Больше ничего нельзя было сделать, хотя он понимал, что грим недостаточен. Любой, кто знал его в лицо, легко свел бы на нет все ухищрения, но те, кому он был малознаком или незнаком, пожалуй, не определили бы его личность с первого взгляда. Значит, можно раствориться в густой толпе, если улыбнется удача.
Таунсенд вернулся к себе в комнату, надеясь на то, что Рут все-таки пришла, пусть и с опозданием. Комната была пуста. Теперь приходилось рассчитывать только на себя.
Таунсенд выключил газ, глубоко вздохнул и нервно потер руки.
— Ну все, пора.
Тиллари-стрит уходила из его жизни, возвращалась туда, откуда он с такой настойчивостью ее извлекал.
Пока он добирался до метро, его спасала развернутая газета, прикрывавшая ему лицо. Но он не мог использовать газету, пробираясь к свободному месту в вагоне метро, а эти несколько шагов и таили в себе опасность. Надо было миновать два, казалось, бесконечных ряда обращенных к нему лиц. Однако все обошлось. Судьба не нанесла нокаутирующего удара, приберегая его для следующих раундов.

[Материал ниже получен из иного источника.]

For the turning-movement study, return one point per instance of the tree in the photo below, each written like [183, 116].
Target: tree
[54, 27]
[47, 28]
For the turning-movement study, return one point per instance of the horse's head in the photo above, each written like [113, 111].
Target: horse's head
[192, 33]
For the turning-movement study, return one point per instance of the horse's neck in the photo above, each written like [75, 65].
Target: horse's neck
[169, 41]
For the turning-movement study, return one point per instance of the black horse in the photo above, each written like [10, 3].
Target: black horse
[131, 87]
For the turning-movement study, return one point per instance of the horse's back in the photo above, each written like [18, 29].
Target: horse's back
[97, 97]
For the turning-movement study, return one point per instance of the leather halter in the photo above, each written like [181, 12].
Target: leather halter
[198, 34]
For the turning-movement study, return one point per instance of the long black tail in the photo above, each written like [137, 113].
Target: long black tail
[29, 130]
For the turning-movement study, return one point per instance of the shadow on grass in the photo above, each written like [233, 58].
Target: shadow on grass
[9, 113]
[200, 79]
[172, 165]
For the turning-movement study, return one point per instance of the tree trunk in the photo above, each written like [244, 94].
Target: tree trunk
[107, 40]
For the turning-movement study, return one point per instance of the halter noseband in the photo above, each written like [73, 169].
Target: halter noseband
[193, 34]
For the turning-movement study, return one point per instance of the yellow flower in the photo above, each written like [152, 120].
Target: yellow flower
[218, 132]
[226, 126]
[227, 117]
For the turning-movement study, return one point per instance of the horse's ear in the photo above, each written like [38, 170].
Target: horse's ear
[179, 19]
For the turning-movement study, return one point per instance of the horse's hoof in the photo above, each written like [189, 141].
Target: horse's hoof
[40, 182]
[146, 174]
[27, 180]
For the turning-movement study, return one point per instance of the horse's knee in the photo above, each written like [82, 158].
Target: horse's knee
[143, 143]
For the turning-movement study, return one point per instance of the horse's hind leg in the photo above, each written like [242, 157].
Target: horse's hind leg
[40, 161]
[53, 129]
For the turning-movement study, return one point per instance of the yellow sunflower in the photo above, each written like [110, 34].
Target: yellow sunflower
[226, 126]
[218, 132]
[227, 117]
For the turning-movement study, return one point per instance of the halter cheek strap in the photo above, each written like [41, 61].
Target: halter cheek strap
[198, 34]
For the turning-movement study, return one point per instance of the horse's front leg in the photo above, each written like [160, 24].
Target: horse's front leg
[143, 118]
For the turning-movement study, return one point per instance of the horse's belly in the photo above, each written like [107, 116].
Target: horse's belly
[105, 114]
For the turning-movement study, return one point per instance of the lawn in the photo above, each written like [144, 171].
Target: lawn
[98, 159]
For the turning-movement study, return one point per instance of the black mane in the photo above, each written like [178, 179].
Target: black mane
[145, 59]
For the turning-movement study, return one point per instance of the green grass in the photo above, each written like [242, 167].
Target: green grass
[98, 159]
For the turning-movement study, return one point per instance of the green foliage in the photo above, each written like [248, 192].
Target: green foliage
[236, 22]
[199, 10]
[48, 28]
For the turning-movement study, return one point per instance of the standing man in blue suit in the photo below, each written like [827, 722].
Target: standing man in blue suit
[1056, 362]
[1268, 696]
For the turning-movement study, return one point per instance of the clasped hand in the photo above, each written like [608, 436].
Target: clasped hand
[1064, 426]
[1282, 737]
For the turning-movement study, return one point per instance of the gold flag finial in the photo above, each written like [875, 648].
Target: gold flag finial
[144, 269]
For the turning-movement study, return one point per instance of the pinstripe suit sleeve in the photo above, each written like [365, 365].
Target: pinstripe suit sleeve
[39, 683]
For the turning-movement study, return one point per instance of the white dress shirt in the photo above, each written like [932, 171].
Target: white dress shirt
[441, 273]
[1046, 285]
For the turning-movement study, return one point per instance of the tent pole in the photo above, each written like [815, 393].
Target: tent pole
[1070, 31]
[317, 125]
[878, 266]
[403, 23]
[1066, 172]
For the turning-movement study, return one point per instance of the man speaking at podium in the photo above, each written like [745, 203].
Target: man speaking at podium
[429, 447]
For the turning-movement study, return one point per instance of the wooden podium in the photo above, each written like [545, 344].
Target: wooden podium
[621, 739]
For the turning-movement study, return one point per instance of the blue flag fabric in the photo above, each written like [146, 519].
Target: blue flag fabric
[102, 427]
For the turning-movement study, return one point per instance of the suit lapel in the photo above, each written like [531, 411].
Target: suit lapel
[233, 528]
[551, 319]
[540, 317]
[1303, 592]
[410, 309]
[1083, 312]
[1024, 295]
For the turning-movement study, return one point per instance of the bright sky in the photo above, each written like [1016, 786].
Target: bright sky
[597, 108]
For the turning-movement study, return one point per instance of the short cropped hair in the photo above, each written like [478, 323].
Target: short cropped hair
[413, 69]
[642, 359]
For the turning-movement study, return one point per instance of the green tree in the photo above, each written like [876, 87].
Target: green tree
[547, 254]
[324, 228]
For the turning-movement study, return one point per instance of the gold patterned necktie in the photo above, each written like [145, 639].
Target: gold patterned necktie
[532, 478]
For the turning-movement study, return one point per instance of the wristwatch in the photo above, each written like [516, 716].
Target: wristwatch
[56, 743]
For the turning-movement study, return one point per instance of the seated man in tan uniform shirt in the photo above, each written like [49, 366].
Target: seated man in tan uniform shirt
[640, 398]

К вокзалу на подземке он добрался с меньшим риском, чем если бы воспользовался наземным транспортом. Очутившись в огромном и пустом зале ожидания, Фрэнк ощутил острый приступ агорафобии.[1] Стены словно раздвинулись в стороны на тысячи миль. Ему казалось, что он идет в полном одиночестве и нет ни одной движущейся фигуры в бесконечном вакууме из бетона и мрамора, которая отвлекла бы от него внимание. Ему казалось, что лучи фонарей сходятся на нем одном, высвечивая каждую деталь его внешности, что лучи следуют за ним, отмечая каждый его шаг в центре колоссального амфитеатра, где негде спрятаться, где он весь как на ладони. А за пределами пустоты и бесконечности ему чудились лица, лица, лица, бесчисленные невидимые лица, не спускающие с него глаз.
Он подошел к окошечку билетной кассы, но там не продавали билетов на нужный ему поезд. Перешел к другому окну.
— Будьте добры, билет до Нью-Джерико.
— Доллар восемьдесят четыре.
Выгребая мелочь из кармана, Таунсенд беспрестанно оглядывался. Он положил на прилавок последние монеты, выуженные из кармана, но кассир продолжал придерживать пальцем продолговатую картонку билета.
— Не хватает одного цента. Билет стоит доллар восемьдесят четыре.
— У меня больше нет денег. Я не рассчитал. Не можете ли вы?..
— Я не могу дать билет, пока вы не заплатите.
— Но ведь всего лишь один цент. Такая мелочь. Я случайно…
Всему виной идиотская затея с накладными бровями! У него остались бы еще двадцать четыре цента сдачи, если бы не маскарад.